BACAAJA, BANJARNEGARA – Kasus penipuan bermodus gadai mobil akhirnya terbongkar. Sat Reskrim Polres Banjarnegara mengamankan seorang pria berinisial BP (42) yang diduga kuat memperdaya korbannya hingga rugi puluhan juta rupiah.
BP tercatat sebagai warga Desa Kalikabong, Kecamatan Kalimanah, Purbalingga. Namun dalam kesehariannya, ia tinggal di wilayah Karanglewas, Kecamatan Kutasari.
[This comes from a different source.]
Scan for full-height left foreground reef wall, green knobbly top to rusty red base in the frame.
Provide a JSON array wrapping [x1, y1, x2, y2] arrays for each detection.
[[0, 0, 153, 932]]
Korbannya, AB (36), merupakan warga Desa Danakerta, Kecamatan Punggelan, Banjarnegara.
Penangkapan dilakukan Unit Resmob Satreskrim Polres Banjarnegara pada Senin pagi, 22 Desember 2025. Lokasinya di depan Rutan Kelas IIB Purbalingga, sekitar pukul 09.30 WIB.
Kapolres Banjarnegara AKBP Mariska Fendi Susanto melalui KBO Sat Reskrim Iptu Saripin menjelaskan, perkara ini bermula saat korban menggadaikan mobilnya pada 6 Juli 2024.
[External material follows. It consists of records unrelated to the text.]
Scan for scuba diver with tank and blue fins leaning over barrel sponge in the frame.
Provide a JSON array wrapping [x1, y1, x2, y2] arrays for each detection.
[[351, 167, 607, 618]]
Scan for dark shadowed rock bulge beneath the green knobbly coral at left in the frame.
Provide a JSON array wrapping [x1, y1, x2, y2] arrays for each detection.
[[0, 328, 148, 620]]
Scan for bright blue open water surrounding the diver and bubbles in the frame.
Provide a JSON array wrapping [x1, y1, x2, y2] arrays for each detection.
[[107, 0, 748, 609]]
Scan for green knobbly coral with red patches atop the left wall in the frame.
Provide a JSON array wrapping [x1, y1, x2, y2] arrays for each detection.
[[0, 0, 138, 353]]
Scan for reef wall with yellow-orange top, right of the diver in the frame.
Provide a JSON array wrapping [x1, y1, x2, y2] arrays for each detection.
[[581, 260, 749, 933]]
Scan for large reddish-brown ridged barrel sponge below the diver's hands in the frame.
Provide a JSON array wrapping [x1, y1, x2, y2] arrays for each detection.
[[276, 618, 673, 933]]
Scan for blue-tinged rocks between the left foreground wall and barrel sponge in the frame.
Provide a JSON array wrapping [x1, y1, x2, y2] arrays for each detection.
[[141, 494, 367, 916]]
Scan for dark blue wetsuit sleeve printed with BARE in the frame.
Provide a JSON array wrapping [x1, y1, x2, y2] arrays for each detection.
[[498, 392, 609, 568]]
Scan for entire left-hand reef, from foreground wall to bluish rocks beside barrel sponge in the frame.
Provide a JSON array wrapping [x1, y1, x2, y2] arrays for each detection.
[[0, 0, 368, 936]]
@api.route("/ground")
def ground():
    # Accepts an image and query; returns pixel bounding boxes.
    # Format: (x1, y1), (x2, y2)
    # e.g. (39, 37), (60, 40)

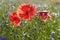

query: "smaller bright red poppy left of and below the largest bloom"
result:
(10, 12), (21, 26)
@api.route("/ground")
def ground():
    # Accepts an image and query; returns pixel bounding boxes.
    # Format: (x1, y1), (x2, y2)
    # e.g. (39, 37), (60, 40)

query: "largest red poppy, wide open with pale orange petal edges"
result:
(17, 4), (36, 21)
Awalnya semua terlihat normal. Namun masalah muncul ketika korban mengetahui mobilnya ternyata sudah tidak lagi berada di tangan tersangka. Fakta itu baru terungkap pada Senin malam, 7 Oktober 2024.
Kronologinya, pada Juni 2024 korban sedang butuh uang untuk keperluan keluarga. Ia kemudian menghubungi BP lewat WhatsApp untuk meminta bantuan.
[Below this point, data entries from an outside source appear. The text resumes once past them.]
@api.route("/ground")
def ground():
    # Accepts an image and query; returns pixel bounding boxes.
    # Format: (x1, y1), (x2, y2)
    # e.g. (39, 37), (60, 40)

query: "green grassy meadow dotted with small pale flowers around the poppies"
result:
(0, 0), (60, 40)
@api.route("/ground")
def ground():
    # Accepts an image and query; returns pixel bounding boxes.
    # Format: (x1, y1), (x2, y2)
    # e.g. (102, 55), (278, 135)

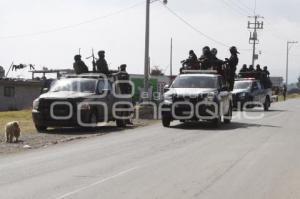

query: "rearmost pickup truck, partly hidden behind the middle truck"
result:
(232, 78), (272, 111)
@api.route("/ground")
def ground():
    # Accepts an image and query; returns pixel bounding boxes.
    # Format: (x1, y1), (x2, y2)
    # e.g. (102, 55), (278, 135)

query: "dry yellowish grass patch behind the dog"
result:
(0, 110), (36, 134)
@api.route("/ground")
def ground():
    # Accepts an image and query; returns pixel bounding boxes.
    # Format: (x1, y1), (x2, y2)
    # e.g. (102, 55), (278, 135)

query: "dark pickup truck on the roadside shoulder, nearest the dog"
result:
(32, 74), (131, 132)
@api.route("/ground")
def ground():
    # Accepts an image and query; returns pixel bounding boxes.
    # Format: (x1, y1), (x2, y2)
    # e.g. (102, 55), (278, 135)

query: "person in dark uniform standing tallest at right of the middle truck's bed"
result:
(226, 46), (240, 91)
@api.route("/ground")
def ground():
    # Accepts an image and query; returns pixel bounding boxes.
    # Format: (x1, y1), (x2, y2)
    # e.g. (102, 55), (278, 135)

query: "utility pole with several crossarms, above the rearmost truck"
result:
(248, 15), (264, 67)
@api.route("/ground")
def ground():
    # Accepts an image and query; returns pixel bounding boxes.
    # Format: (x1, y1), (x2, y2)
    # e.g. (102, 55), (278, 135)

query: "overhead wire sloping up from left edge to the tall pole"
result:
(0, 1), (144, 39)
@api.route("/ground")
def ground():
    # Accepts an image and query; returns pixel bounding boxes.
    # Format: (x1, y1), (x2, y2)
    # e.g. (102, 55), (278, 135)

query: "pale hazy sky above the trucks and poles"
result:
(0, 0), (300, 81)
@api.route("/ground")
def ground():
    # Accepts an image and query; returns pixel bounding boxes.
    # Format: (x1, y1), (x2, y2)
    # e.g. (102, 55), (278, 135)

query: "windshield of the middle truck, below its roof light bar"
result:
(172, 76), (218, 88)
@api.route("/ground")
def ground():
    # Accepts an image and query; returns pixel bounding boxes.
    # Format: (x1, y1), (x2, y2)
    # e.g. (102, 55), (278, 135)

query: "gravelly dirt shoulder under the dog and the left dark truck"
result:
(0, 118), (157, 156)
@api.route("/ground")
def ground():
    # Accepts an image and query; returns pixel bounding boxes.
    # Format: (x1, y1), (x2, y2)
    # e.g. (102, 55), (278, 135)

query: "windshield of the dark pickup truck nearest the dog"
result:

Pada Sabtu, 6 Juli 2024 sekitar pukul 08.00 WIB, korban dan tersangka sepakat menggadaikan satu unit mobil Wuling Almaz warna hitam metalik. BP mengaku siap mencarikan pihak yang mau menerima gadai.
Malam harinya, sekitar pukul 22.30 WIB, tersangka datang ke rumah korban bersama dua orang temannya. Di situlah kesepakatan dibuat.
Nilai gadai ditentukan sebesar Rp45 juta dengan bunga Rp4 juta. Mobil harus dibawa terlebih dahulu, sementara uang dijanjikan akan ditransfer.
Tak lama kemudian, uang benar-benar masuk ke rekening korban. Namun korban diminta mengirim kembali Rp4 juta sebagai pembayaran bunga awal.
Alhasil, uang bersih yang diterima korban hanya Rp41 juta. Meski begitu, korban tetap percaya dan menunggu mobilnya bisa ditebus.
Masalah makin runyam saat Oktober 2024. Korban sudah mentransfer uang untuk menebus mobil, tapi kendaraan tak kunjung kembali.
Berbagai alasan dilontarkan tersangka. Dari situ, korban mulai curiga dan merasa telah ditipu.
Merasa dirugikan, korban akhirnya melapor ke Polres Banjarnegara. Laporan tersebut langsung ditindaklanjuti oleh tim Sat Reskrim.
Setelah serangkaian penyelidikan, polisi berhasil melacak keberadaan BP hingga akhirnya dilakukan penangkapan.
Dari hasil pemeriksaan, tersangka mengakui mobil korban kembali digadaikan untuk menutup utang pribadinya.
Polisi juga telah mengamankan sejumlah barang bukti serta memeriksa saksi-saksi terkait kasus tersebut.
Atas perbuatannya, BP dijerat Pasal 378 KUHP tentang penipuan dan atau Pasal 372 KUHP tentang penggelapan.
Ancaman hukuman yang menanti tak main-main, maksimal empat tahun penjara.
Kasus ini jadi pengingat agar masyarakat lebih waspada, terutama saat berurusan dengan gadai kendaraan, apalagi jika dilakukan tanpa jaminan dan prosedur yang jelas.